Fenomena BTS Meal, Bertemunya Kekuatan Industri dan Kekuatan Cinta Penggemar
Ada beberapa kekuatan industri budaya populer yang berperan di balik fenomena hebohnya BTS Meal. Salah satunya kekuataan cinta para BTS Army.
Oleh
Elsa Emiria Leba, Wisnu Dewabarata, Budi Suwarna
·6 menit baca
JAKARTA, KOMPAS — Di balik kehebohan aksi borong BTS Meal di gerai-gerai McDonald’s, ada beberapa kekuatan yang beroperasi sekaligus. Ada kekuatan industri budaya populer dari Barat dan Timur yang bersekutu, media sosial, dan ”kekuatan cinta” penggemar BTS. Ini fenomena industri yang akan terus diulang di tengah masyarakat konsumen.

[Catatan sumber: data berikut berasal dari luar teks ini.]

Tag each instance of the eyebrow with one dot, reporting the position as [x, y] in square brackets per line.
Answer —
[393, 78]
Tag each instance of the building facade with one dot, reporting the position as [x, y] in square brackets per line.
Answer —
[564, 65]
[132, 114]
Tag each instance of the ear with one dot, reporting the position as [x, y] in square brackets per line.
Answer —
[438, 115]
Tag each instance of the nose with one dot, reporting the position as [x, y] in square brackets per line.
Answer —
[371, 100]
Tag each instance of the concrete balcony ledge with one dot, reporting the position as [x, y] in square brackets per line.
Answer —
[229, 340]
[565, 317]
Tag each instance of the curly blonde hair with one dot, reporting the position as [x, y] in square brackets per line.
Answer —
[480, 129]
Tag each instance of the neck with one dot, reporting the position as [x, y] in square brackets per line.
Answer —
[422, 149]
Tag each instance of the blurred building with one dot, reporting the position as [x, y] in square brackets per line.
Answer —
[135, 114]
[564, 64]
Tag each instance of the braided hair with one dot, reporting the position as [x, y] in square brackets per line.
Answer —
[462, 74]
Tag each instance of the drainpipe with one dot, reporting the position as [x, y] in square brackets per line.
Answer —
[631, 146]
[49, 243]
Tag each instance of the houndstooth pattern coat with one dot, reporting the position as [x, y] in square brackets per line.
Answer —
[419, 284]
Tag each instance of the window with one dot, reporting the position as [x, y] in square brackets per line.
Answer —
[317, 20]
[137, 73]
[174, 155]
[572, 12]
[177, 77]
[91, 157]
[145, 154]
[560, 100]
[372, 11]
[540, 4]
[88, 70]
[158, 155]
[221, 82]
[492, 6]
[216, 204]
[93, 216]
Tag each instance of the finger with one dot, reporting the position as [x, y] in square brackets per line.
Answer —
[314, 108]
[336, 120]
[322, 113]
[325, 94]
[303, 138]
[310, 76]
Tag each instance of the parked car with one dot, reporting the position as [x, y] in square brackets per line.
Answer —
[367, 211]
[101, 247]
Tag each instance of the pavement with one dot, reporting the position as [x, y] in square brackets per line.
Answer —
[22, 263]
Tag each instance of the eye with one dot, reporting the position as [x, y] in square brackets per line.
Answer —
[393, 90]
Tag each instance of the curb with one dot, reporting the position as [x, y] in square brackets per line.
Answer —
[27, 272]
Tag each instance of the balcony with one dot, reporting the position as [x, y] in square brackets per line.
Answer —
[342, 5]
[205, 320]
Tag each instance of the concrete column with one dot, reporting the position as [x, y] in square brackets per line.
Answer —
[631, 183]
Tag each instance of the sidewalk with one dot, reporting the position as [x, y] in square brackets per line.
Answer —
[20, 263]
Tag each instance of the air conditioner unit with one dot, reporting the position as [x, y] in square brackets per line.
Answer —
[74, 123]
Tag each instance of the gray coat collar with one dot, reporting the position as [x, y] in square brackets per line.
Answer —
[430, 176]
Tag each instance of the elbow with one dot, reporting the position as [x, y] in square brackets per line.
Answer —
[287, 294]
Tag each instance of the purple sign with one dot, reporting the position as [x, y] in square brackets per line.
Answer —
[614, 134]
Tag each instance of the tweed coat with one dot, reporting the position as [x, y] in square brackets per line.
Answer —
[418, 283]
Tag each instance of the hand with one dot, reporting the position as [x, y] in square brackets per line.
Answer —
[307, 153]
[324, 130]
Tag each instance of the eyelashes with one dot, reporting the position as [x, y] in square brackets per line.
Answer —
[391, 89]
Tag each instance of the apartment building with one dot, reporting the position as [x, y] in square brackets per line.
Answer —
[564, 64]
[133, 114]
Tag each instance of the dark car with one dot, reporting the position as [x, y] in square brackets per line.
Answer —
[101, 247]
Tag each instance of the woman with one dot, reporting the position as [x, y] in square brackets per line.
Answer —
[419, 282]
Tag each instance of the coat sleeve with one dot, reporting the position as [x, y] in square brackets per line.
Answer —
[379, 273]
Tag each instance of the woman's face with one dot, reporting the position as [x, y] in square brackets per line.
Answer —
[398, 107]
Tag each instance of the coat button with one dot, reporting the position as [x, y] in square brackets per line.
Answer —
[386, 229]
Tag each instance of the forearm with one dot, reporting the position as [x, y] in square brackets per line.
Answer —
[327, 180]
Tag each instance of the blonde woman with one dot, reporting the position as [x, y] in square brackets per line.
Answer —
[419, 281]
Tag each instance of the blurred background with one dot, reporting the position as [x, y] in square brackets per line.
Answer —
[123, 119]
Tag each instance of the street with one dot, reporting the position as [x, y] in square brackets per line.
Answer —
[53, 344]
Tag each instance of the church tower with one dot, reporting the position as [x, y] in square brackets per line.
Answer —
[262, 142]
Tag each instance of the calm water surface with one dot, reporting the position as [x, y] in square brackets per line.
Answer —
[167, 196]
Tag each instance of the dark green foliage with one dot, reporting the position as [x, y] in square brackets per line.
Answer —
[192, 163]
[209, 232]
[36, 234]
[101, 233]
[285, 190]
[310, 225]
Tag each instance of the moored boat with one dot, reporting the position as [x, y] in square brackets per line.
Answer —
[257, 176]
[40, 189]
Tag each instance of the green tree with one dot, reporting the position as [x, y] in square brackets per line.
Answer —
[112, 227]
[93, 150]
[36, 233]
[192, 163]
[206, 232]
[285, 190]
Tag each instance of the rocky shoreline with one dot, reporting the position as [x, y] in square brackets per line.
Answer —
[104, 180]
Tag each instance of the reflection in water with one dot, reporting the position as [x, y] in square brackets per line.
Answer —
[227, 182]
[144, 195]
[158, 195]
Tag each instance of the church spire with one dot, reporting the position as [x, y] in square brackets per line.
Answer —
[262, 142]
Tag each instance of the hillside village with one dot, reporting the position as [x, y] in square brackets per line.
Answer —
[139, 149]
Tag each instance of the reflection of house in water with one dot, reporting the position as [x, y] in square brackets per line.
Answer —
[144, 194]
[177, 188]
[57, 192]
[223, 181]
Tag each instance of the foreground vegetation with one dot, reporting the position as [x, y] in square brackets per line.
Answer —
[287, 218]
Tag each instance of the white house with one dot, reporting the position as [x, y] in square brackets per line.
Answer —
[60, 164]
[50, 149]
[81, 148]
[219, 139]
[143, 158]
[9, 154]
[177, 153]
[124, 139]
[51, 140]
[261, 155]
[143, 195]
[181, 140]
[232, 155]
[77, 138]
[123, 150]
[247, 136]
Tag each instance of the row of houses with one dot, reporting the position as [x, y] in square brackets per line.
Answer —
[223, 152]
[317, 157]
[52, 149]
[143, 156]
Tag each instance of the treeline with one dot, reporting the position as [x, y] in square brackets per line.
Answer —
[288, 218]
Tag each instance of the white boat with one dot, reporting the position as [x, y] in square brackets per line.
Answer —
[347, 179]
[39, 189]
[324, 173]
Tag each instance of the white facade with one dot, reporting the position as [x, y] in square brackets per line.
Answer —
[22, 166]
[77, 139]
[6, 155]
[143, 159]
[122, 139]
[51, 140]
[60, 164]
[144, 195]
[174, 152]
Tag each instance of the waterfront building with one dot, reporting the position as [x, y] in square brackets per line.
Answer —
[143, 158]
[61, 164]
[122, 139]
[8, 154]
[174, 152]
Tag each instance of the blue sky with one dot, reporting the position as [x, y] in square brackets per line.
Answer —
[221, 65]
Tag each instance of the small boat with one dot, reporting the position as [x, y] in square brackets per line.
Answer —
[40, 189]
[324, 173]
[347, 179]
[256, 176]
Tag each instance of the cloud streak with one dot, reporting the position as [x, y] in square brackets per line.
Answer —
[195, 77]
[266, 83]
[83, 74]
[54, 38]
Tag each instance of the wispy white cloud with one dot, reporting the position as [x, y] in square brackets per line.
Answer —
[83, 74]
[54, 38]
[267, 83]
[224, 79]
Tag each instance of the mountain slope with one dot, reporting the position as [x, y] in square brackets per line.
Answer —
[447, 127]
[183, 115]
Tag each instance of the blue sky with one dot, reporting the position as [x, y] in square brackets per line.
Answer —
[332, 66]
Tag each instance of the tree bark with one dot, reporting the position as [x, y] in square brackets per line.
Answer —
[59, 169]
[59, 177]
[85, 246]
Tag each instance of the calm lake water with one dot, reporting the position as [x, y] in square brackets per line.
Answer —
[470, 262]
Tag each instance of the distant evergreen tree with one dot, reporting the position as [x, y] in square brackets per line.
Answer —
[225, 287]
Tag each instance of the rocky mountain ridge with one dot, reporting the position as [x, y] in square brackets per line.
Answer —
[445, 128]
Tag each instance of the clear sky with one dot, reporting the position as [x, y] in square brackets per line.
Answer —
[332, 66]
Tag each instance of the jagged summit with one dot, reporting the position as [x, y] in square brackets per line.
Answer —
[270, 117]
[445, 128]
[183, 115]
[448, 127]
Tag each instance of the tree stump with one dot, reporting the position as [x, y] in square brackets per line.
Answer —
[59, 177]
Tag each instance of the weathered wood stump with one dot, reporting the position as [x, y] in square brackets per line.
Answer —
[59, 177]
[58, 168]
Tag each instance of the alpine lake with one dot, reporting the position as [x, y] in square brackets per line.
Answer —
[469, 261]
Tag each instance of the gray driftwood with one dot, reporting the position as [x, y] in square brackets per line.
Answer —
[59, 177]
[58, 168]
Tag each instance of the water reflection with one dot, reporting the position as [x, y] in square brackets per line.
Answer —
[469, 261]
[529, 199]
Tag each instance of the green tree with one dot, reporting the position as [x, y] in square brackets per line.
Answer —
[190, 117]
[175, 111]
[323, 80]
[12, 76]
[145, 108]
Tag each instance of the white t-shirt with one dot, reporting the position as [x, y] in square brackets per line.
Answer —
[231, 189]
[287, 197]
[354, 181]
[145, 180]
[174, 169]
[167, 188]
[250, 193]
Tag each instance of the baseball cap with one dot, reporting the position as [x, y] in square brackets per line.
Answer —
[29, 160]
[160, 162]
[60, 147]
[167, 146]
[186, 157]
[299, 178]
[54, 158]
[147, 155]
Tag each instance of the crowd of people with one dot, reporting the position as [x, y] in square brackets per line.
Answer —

Rabu (9/6/2021), BTS Army—sebutan penggemar BTS—di Indonesia dan di beberapa negara lain menyambut peluncuran paket Chicken McNuggets yang diberi nama BTS Meal alias santapan BTS dengan gegap gempita. Mereka menyerbu puluhan gerai McDonald’s atau memesan lewat layanan pesan makanan secara daring. Fenomena ini sempat jadi perhatian beberapa media di dunia. Pasalnya, peluncuran BTS Meal di negara lain sebelumnya tidak seheboh di Indonesia, setidaknya hingga saat ini.
Di antara orang-orang yang mengantre untuk membeli BTS Meal, ada Tria Dianti yang mengaku telah menanti-nantikan BTS Meal sejak produk kolaborasi antara BTS dan McDonald’s itu diumumkan tiga bulan yang lalu.
Sebagai orang yang menahbiskan diri sebagai BTS Army sejak 19 Agustus 2020, ia merasa harus mencicipi BTS Meal. Alasannya, tujuh personel BTS suka mengudap saus yang dipakai di produk BTS Meal. ”Bisa ikut mencicipi makanan kesukaan mereka saja sudah senang banget,” ujar Tria, Kamis (10/6/2021), di Jakarta.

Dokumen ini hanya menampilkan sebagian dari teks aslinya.